Haml’s among my favorite of the Rails technology stack. Clean, self-correcting templates that mean less typing and more doing for me. I love it.
Unfortunately, there have been a number of performance regressions introduced into Haml recently, and that sucks, because Rails spends a lot of time building views, and I’d really like those numbers to be smaller.
Over the past couple of weeks, I’ve been on-and-off profiling Haml and working on various performance patches. I mentioned one of them in my previous post - avoiding exceptions as flow control.
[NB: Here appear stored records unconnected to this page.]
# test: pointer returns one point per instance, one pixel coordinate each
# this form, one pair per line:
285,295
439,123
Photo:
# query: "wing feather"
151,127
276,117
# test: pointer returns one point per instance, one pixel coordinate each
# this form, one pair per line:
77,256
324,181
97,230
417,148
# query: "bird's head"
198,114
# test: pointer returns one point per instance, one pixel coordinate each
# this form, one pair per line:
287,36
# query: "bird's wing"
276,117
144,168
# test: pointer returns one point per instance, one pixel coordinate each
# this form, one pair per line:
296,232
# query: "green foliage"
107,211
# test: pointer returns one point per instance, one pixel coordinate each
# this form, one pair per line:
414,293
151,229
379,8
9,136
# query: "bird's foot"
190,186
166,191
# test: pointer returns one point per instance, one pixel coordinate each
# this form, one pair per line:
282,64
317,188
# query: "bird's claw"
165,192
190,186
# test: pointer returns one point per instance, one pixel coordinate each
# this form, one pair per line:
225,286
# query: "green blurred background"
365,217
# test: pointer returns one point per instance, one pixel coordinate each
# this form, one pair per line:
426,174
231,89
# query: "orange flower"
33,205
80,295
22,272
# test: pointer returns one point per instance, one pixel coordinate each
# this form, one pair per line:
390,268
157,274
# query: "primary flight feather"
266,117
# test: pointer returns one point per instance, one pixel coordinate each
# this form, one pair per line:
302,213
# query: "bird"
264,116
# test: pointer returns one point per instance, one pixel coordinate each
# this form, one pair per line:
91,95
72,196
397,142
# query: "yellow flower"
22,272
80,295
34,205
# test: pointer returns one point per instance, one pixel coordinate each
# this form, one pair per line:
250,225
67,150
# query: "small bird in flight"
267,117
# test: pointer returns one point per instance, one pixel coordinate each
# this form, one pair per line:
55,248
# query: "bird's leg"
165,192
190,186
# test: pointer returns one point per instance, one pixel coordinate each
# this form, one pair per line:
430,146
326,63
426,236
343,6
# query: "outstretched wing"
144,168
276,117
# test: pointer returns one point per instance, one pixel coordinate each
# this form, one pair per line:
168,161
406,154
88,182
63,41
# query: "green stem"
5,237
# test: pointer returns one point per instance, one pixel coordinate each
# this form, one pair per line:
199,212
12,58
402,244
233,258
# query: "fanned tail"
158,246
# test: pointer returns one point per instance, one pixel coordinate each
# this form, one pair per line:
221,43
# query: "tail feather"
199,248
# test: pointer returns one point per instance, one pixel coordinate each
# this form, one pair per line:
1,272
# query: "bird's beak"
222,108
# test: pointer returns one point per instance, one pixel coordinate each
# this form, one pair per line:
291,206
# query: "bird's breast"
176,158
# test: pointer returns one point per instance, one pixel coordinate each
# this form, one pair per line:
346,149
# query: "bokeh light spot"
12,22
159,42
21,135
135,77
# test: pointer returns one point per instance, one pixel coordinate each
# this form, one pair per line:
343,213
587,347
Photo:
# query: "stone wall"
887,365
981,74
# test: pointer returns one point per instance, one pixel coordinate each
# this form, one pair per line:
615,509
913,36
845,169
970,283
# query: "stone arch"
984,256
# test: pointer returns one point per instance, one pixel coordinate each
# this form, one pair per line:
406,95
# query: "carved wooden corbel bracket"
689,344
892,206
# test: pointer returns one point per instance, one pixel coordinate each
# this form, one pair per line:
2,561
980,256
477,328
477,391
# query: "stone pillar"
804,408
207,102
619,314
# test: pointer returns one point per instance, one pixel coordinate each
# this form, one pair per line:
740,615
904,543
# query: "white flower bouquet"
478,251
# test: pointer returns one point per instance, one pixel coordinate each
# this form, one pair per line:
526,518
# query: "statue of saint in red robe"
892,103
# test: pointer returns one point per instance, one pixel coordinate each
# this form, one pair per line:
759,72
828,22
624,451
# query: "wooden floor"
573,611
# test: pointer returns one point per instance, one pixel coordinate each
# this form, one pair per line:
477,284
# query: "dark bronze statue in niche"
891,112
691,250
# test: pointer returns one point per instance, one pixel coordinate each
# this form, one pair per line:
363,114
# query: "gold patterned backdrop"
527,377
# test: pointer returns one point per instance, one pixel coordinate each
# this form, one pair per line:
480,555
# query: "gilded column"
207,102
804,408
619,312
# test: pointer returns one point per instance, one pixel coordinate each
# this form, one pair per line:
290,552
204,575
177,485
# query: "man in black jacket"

There are a couple more we need to watch out for, though.
Problem #1: Lots and lots of extra string parsing
There’s a utility method that lets Haml compare the current version of Ruby with some arbitrary string, to find out if certain features are supported. You can look at the implementation of version_gt
, if you’d like, but it’s relatively complex, and we’re invoking it a lot in any given template.
In Haml::Util
def version_geq(v1, v2)
version_gt(v1, v2) || !version_gt(v2, v1)
end
Memoizing these values results in significantly less string parsing and much faster templates.
def version_geq(v1, v2)
@@version_comparison_cache ||= {}
k = "#{v1}#{v2}"
return @@version_comparison_cache[k] unless @@version_comparison_cache[k].nil?
@@version_comparison_cache[k] = ( version_gt(v1, v2) || !version_gt(v2, v1) )
end
Problem #2: Extraneous block creation
Haml::Compiler#compile
is what compiles your Haml soup down into HTML. It also creates a bunch of extra closures - one for every leaf tag in your document.
def compile(node)
parent, @node = @node, node
block = proc {node.children.each {|c| compile c}}
send("compile_#{node.type}", &(block unless node.children.empty?))
ensure
@node = parent
end
Let’s just change that so that the block is only created and passed if there are children to iterate:
def compile(node)
parent, @node = @node, node
if node.children.empty?
send("compile_#{node.type}")
else
send("compile_#{node.type}", &proc {node.children.each {|c| compile c}} )
end
ensure
@node = parent
end
It’s worth noting that I tried a compacted single-line send, but it seems faster to just check #empty?
than to conditionally create the block and pass &(block if block)
.
Problem #3: Exceptions as flow control
Haml::Helpers
has a couple of instances where it checks for the presence of _hamlout
in a block binding by just eval’ing _hamlout
and catching NameError
to discover that it doesn’t exist. I’ve refactored that to use more idiomatic constructs.
@@ -337,7 +337,7 @@ MESSAGE
# @yield [args] A block of Haml code that will be converted to a string
# @yieldparam args [Array] `args`
def capture_haml(*args, &block)
- buffer = eval('_hamlout', block.binding) rescue haml_buffer
+ buffer = eval('if defined? _hamlout then _hamlout else nil end', block.binding) || haml_buffer
with_haml_buffer(buffer) do
position = haml_buffer.buffer.length
... ...
@@ -540,10 +540,7 @@ MESSAGE
# @param block [Proc] A Ruby block
# @return [Boolean] Whether or not `block` is defined directly in a Haml template
def block_is_haml?(block)
- eval('_hamlout', block.binding)
- true
- rescue
- false
+ eval('!!defined?(_hamlout)', block.binding)
end
Results
To test, I have my branch in ./haml
and the current origin master in ./haml-upstream
. I’ve also got a 900-line Haml template with no inline ruby (just a html2haml converted webpage) that I’m parsing to test with.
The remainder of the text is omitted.